The net problem is that, if the UK deviates, the NICE guidelines will be no good to us anymore because they will not adhere to what we believe in.

Mr. Muiris O'Connor

The Deputy has hit the nail on the head. We take some encouragement from the increasingly explicit position of the UK regulators, but it is a matter for the UK in the next phase of the negotiations to indicate the future relationship that it envisages for itself on what will be the borders of the EU.

Mr. Smyth might deal with the environmental health and food safety aspects.

Mr. Kieran Smyth

I will address Senator Dolan's point about determinants of health. One of the main advantages of a whole-of-government approach to Brexit is being able to deal with the full range of issues within that structure. From a health perspective, we are minded to ensure that the range of issues, including direct and indirect health issues, is taken into account in the Department of Foreign Affairs and Trade-led process.

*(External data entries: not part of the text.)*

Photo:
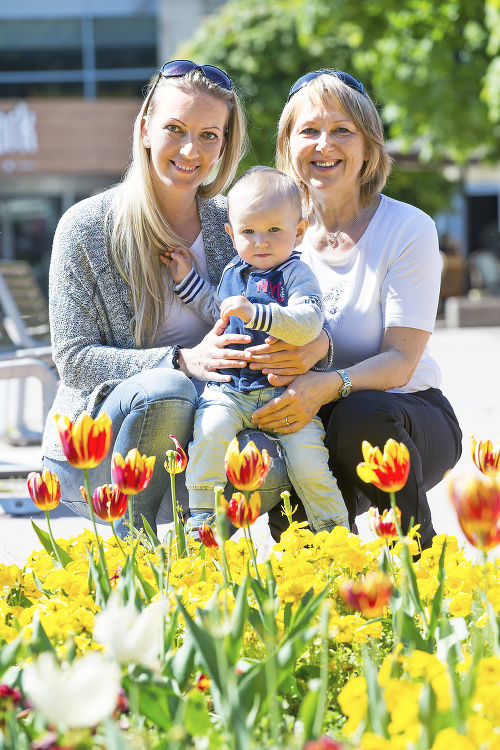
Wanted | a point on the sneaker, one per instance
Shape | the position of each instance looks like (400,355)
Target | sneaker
(196,521)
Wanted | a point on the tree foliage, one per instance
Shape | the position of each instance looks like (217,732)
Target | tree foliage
(433,68)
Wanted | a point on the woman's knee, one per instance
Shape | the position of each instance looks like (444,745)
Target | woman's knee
(163,383)
(277,480)
(365,415)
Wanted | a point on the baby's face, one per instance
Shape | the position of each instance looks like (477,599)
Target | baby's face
(265,233)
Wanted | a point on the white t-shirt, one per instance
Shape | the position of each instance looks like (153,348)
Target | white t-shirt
(390,278)
(181,325)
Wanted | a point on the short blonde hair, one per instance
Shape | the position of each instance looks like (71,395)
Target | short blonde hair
(329,90)
(139,231)
(260,182)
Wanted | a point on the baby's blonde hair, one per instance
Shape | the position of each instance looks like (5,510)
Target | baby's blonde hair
(259,183)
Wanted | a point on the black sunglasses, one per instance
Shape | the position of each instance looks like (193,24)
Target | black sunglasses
(179,68)
(346,78)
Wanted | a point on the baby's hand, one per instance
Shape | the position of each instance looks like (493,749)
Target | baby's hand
(178,262)
(239,306)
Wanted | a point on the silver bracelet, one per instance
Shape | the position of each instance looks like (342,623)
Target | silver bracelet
(329,356)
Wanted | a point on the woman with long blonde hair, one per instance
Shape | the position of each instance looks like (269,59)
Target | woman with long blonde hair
(122,343)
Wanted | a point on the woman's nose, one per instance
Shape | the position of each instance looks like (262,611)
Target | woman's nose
(324,142)
(189,147)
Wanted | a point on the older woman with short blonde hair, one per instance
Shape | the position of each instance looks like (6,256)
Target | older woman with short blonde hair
(378,264)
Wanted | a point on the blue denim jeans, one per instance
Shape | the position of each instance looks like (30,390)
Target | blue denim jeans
(223,411)
(145,409)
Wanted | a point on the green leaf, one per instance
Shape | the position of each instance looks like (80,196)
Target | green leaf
(205,645)
(40,641)
(377,713)
(196,717)
(181,665)
(52,549)
(114,738)
(438,596)
(9,654)
(307,710)
(156,698)
(409,632)
(149,531)
(234,639)
(149,591)
(101,581)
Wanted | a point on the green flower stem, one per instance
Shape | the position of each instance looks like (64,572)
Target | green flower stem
(90,503)
(54,547)
(100,553)
(287,506)
(161,585)
(131,518)
(389,559)
(271,672)
(118,541)
(169,560)
(248,537)
(175,510)
(392,496)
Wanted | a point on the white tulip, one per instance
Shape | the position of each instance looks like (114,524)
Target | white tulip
(77,695)
(131,636)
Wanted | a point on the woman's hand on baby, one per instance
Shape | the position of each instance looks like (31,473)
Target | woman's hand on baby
(239,306)
(178,261)
(203,361)
(295,407)
(282,362)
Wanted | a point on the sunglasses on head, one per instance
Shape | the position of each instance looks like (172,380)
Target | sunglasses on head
(346,78)
(179,68)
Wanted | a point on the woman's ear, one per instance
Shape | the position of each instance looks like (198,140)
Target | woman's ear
(146,141)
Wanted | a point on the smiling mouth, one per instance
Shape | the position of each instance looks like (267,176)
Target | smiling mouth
(326,164)
(183,168)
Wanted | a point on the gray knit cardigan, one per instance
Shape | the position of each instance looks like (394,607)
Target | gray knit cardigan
(90,310)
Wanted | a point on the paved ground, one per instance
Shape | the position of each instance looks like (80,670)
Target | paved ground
(470,363)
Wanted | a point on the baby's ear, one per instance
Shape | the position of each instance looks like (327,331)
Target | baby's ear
(301,230)
(229,230)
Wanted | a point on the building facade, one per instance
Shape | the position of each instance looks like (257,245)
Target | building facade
(72,74)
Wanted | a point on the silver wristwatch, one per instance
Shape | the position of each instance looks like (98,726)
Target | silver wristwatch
(346,386)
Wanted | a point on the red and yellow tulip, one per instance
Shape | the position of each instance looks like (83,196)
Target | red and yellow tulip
(385,525)
(389,471)
(207,536)
(132,473)
(477,503)
(240,511)
(246,470)
(486,457)
(179,462)
(368,595)
(86,442)
(108,502)
(44,489)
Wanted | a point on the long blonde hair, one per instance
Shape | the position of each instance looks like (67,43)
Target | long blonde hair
(328,90)
(140,232)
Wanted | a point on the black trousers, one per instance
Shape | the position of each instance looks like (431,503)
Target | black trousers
(425,422)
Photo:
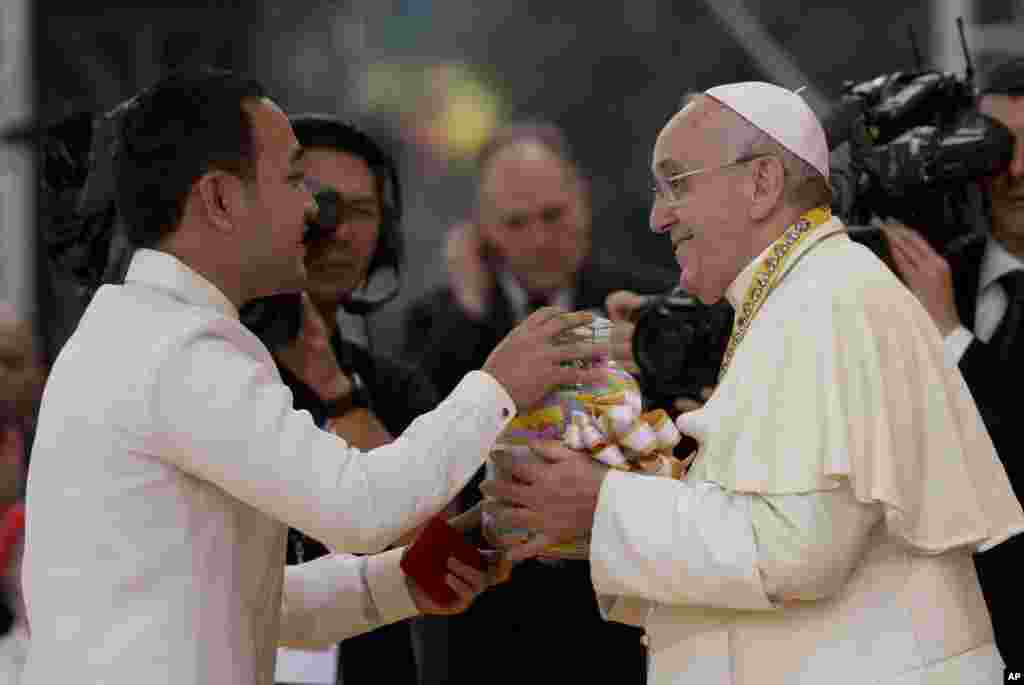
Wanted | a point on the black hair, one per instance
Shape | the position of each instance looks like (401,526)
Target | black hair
(172,133)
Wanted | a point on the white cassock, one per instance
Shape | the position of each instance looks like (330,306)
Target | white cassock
(843,481)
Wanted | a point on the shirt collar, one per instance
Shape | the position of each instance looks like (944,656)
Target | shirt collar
(165,271)
(737,290)
(518,299)
(995,262)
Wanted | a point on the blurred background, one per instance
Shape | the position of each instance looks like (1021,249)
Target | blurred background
(432,79)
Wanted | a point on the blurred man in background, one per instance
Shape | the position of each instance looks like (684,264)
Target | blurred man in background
(169,460)
(844,476)
(976,300)
(364,397)
(527,246)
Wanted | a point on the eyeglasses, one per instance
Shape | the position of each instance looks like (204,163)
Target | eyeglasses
(674,190)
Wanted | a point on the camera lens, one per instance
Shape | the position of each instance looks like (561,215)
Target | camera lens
(660,343)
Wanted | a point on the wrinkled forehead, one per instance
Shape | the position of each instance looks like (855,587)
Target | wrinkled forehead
(692,138)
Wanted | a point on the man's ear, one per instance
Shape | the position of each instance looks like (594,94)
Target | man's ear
(222,198)
(767,185)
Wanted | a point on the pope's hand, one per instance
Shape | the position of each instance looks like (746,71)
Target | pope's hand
(555,498)
(469,275)
(527,360)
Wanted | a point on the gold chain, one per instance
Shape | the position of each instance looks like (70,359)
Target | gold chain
(768,275)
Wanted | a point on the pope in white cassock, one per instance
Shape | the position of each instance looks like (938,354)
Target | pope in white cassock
(844,478)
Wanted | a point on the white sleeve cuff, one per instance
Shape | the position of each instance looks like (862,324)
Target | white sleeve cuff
(388,590)
(675,543)
(956,343)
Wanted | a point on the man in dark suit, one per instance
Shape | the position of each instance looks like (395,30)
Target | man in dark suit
(977,300)
(528,246)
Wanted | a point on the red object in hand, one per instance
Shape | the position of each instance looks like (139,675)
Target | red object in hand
(426,559)
(11,527)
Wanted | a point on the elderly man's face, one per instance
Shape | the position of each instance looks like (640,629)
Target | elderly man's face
(1007,189)
(705,214)
(535,217)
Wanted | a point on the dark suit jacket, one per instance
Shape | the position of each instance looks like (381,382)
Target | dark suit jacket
(998,568)
(543,626)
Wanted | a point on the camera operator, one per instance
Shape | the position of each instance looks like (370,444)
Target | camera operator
(363,396)
(976,300)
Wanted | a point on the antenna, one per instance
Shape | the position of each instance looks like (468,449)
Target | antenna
(969,71)
(913,44)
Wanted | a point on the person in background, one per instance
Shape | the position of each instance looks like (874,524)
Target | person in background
(528,245)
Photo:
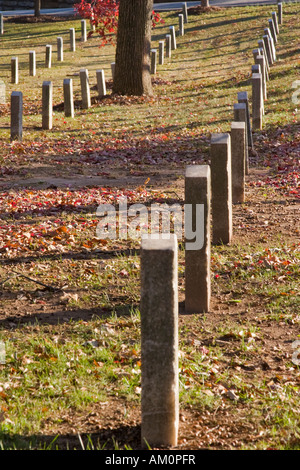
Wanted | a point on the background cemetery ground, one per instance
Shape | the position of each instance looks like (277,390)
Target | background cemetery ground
(73,354)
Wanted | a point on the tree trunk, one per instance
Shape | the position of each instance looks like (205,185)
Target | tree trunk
(132,69)
(37,7)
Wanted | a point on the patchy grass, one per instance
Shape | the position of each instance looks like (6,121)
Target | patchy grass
(69,308)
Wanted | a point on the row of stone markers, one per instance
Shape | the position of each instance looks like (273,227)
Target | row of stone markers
(47,86)
(215,187)
(48,53)
(170,44)
(264,58)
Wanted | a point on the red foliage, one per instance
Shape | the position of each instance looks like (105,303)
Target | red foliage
(104,14)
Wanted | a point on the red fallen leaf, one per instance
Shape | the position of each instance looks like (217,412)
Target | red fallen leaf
(124,273)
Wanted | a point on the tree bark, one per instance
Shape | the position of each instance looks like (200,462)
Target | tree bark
(132,69)
(37,7)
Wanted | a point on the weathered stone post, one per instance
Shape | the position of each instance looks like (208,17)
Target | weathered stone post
(159,342)
(32,63)
(181,25)
(240,114)
(47,105)
(221,188)
(14,70)
(238,161)
(260,60)
(173,37)
(2,92)
(72,40)
(272,45)
(197,238)
(85,88)
(185,13)
(101,85)
(48,58)
(275,21)
(273,31)
(243,98)
(153,61)
(257,108)
(161,52)
(68,97)
(112,67)
(83,31)
(267,44)
(16,115)
(60,50)
(261,45)
(257,69)
(168,46)
(280,13)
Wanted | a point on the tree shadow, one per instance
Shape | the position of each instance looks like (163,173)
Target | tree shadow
(116,438)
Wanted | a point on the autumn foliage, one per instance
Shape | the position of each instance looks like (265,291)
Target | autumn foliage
(104,15)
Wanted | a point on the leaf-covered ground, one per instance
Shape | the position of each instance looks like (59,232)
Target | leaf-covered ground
(69,301)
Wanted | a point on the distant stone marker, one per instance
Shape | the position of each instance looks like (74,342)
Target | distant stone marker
(275,21)
(72,40)
(48,58)
(60,50)
(1,25)
(32,63)
(168,46)
(16,116)
(47,105)
(181,25)
(161,53)
(197,260)
(241,113)
(83,31)
(257,105)
(280,13)
(112,67)
(221,188)
(159,342)
(153,61)
(14,70)
(238,161)
(2,92)
(101,85)
(85,88)
(185,12)
(173,37)
(68,97)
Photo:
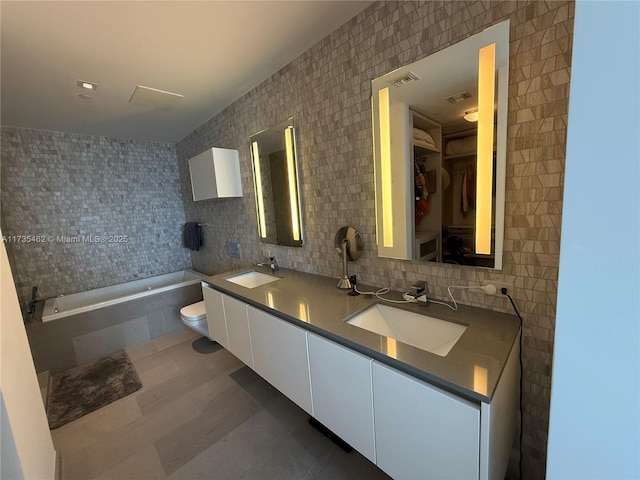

Regarding determinants, it is important to focus on the issue of regulatory alignment. This will receive a great deal of attention in the next phase. I cannot say anything further on that at this point, but I thank the Senator for drawing out an important point concerning Brexit and health.

Senator Colm Burke took the Chair.

Who is the ringmaster? A range of Departments are involved, but what entity is pulling everything together and leaning over participants?

Mr. Kieran Smyth

The Minister for Foreign Affairs and Trade, Deputy Coveney, and his Department are bringing the whole Brexit process together. The Department of the Taoiseach has a central role as well.

As no one else wishes to raise an issue, I will take it that we are concluding. I thank the staff from the Department of Health for a comprehensive review of this important issue. Every committee member appreciates their work in this regard. It is work that is not seen because it is happening behind the scenes, yet it is of fundamental importance to our country. We face major challenges in many areas, including health, thanks to Brexit. I wish the witnesses continued success in their engagements and we look forward to having them back at some stage in the not-too-distant future.

Mr. Muiris O'Connor

I thank the Acting Chairman.

The joint committee adjourned at 11 a.m. until 9 a.m. on Wednesday, 31 January 2018.